Du 28 au 30 juin 2019, à Nort-sur-Erdre (44)

Vingt-et-un ans et toutes ses dents ! Pour cette nouvelle édition, Rock’in’Shake vous fait revivre les meilleurs moments du Festival de La Nuit de l’Erdre. Un week-end placé sous le signe des records.

Fréquentation record et météo au zénith

Parmi les festivaliers à avoir répondu présents, la chaleur (caniculaire) et le soleil sur deux des trois jours, avant de laisser place à la fraîcheur le samedi soir, puis une météo plus clémente le dimanche. Pas de quoi effrayer les foules, avec une billetterie en hausse et, surtout, record : 54.000 entrées payantes, contre 45.000 l’an dernier. De quoi conforter l’organisation de la Nuit de l’Erdre a avoir opté pour un format de trois jours pour la deuxième année consécutive. Au final, ce sont deux des trois soirées qui affichent complets pour ce millésime 2019.

Place à la nouveauté

Pour porter toujours plus haut les couleurs du festival, les organisateurs décident d’apporter plusieurs touches de nouveautés. Parmi les innovations apportées, l’aménagement du site, qui se traduit notamment par la disposition des deux scènes, placées désormais côte à côté, et non plus perpendiculaires l’une de l’autre. De quoi gagner en superficie et donc en fluidité. À cela s’ajoute une nouvelle décoration d’une partie du Parc du Port-Mulon, sans oublier l’optimisation de la zone nuit, afin d’améliorer le confort des campeurs.

La Nuit de l’Erdre renouvelle également son engagement pour la préservation des grands singes, en collaboration cette année avec le Zoo de la Boissière du Doré. Une cause chère au festival de par son identité visuelle créée en 2012.

Demandez le programme !

Côté programmation, le festival ligérien ne peut laisser personne indifférent. Parmi les vingt-deux artistes, les Nantais KO KO MO et Inüit, ou encore Editors, HF Thiéfaine, Gaëtan Roussel, Deluxe et Clara Luciani se sont partagés les scènes Gorilla et Maki.

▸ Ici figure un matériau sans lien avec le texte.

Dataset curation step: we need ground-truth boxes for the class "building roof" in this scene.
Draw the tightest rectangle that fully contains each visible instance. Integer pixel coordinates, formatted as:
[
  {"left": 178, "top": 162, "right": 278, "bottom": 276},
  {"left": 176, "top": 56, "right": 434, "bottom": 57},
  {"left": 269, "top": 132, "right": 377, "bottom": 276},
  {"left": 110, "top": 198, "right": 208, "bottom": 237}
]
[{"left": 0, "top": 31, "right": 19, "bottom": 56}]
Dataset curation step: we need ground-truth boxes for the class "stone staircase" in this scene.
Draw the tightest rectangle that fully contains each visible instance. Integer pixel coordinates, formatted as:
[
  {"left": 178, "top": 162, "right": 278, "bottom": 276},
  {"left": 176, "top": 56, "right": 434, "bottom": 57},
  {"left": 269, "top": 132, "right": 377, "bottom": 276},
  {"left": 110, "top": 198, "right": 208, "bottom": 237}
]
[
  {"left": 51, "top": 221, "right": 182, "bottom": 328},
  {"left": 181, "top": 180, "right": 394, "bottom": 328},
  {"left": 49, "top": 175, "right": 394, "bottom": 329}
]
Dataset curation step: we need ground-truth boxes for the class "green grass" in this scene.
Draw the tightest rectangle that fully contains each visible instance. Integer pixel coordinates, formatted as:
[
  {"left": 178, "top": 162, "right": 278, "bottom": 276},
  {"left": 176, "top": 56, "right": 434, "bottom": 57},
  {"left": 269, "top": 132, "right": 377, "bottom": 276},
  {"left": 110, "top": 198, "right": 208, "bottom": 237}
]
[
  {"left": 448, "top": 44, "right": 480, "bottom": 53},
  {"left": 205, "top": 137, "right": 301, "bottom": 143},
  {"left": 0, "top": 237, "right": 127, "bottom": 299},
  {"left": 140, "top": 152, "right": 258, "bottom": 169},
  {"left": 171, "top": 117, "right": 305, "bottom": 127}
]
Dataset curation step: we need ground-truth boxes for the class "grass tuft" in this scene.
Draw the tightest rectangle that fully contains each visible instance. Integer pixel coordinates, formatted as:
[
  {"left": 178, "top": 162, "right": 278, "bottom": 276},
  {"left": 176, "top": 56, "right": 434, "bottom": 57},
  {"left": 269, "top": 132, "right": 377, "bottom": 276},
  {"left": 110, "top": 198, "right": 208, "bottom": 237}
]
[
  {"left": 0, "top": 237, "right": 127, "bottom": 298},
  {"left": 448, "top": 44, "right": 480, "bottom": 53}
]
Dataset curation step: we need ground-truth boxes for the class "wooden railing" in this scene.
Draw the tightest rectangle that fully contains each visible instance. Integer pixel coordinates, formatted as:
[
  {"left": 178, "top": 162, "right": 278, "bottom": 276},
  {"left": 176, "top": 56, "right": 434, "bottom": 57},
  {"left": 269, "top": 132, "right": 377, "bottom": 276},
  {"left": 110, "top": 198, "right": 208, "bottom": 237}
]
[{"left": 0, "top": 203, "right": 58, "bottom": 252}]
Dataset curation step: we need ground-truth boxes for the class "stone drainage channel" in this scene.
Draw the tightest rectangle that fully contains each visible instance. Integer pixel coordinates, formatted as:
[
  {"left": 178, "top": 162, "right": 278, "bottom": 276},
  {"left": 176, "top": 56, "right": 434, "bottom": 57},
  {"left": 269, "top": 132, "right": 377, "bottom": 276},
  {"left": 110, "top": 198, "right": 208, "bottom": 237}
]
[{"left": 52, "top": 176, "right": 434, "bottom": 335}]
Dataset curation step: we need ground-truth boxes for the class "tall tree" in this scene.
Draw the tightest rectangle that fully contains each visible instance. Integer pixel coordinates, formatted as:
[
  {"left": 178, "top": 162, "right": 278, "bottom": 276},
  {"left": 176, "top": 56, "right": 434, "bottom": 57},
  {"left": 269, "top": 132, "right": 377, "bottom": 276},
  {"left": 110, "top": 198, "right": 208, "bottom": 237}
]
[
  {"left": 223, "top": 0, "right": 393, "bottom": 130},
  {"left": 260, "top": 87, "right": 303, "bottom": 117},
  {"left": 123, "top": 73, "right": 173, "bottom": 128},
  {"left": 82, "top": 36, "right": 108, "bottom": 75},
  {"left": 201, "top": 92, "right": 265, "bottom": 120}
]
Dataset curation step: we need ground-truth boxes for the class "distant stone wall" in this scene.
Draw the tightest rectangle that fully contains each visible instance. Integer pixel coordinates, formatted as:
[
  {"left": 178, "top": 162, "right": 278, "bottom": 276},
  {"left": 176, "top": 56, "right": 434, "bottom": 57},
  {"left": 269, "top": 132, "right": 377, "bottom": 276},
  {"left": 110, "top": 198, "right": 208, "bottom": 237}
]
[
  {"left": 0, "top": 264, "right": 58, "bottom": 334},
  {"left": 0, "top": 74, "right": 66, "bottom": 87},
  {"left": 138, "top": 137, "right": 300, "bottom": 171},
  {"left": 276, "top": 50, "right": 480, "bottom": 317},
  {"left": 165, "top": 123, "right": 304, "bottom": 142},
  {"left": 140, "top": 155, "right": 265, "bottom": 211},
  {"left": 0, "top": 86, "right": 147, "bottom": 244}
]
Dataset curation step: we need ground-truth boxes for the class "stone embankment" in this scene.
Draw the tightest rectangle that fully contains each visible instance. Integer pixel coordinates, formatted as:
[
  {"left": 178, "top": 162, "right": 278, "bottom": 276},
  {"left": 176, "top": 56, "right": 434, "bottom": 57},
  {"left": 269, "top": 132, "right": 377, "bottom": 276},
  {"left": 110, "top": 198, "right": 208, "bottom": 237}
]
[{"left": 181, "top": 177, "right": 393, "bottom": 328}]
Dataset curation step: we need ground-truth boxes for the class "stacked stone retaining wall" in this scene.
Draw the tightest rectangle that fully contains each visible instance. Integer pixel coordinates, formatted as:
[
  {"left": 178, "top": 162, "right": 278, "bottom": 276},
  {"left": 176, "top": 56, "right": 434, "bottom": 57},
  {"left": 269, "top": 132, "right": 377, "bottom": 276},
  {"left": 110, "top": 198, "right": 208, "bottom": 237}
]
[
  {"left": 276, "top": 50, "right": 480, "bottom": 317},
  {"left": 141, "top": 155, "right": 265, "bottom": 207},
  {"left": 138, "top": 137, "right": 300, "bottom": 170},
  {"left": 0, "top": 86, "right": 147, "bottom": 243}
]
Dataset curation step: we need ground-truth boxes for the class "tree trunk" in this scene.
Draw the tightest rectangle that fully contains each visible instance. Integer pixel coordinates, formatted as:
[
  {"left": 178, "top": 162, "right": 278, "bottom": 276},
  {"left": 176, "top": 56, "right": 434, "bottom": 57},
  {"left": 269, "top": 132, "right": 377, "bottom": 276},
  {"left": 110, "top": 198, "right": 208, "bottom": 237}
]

Jour 1 : le tandem KO KO MO a eu la lourde tâche d’ouvrir le bal. Une heure durant, sous la chaleur étouffante, nos deux compères offrent un rock énergique. De quoi échauffer le public avant la prestation de Roger Hodgson, la voix du groupe Supertramp. Le soleil décline, mais l’ambiance ne retombe pas, bien au contraire. Révélation scène aux dernières Victoires de la Musique, Clara Luciani connaît un parcours de comète. Très attendue, l’artiste fait monter la pression, pour laisser place aux phénomènes Nekfeu et Roméo Elvis.

Jour 2 : Ils bousculent les codes de la musique française contemporaine. Lorsque Minuit sonne, pas question de s’endormir. Guère étonnant quand on connaît la généalogie de certains membres du groupe, puisque deux d’entre eux sont les enfants des Rita Mitsouko, duo formé par Catherine Ringer et Fred Chichin. S’ensuivent Gaëtan Roussel, Eddy de Pretto ou encore Bigflo & Oli, sans oublier Editors.

Jour 3 : La musique française est à l’honneur. D’Inüit à Soprano, en passant par Thiéfaine, Deluxe et Boulevard des Airs, cette ultime journée accueille un public davantage familial. À la fin du concert de Soprano, les projecteurs s’éteignent, le Parc du Port-Mulon se vide progressivement, la fraîcheur reprend place. Rendez-vous en 2020 avec le fidèle singe en figure de proue.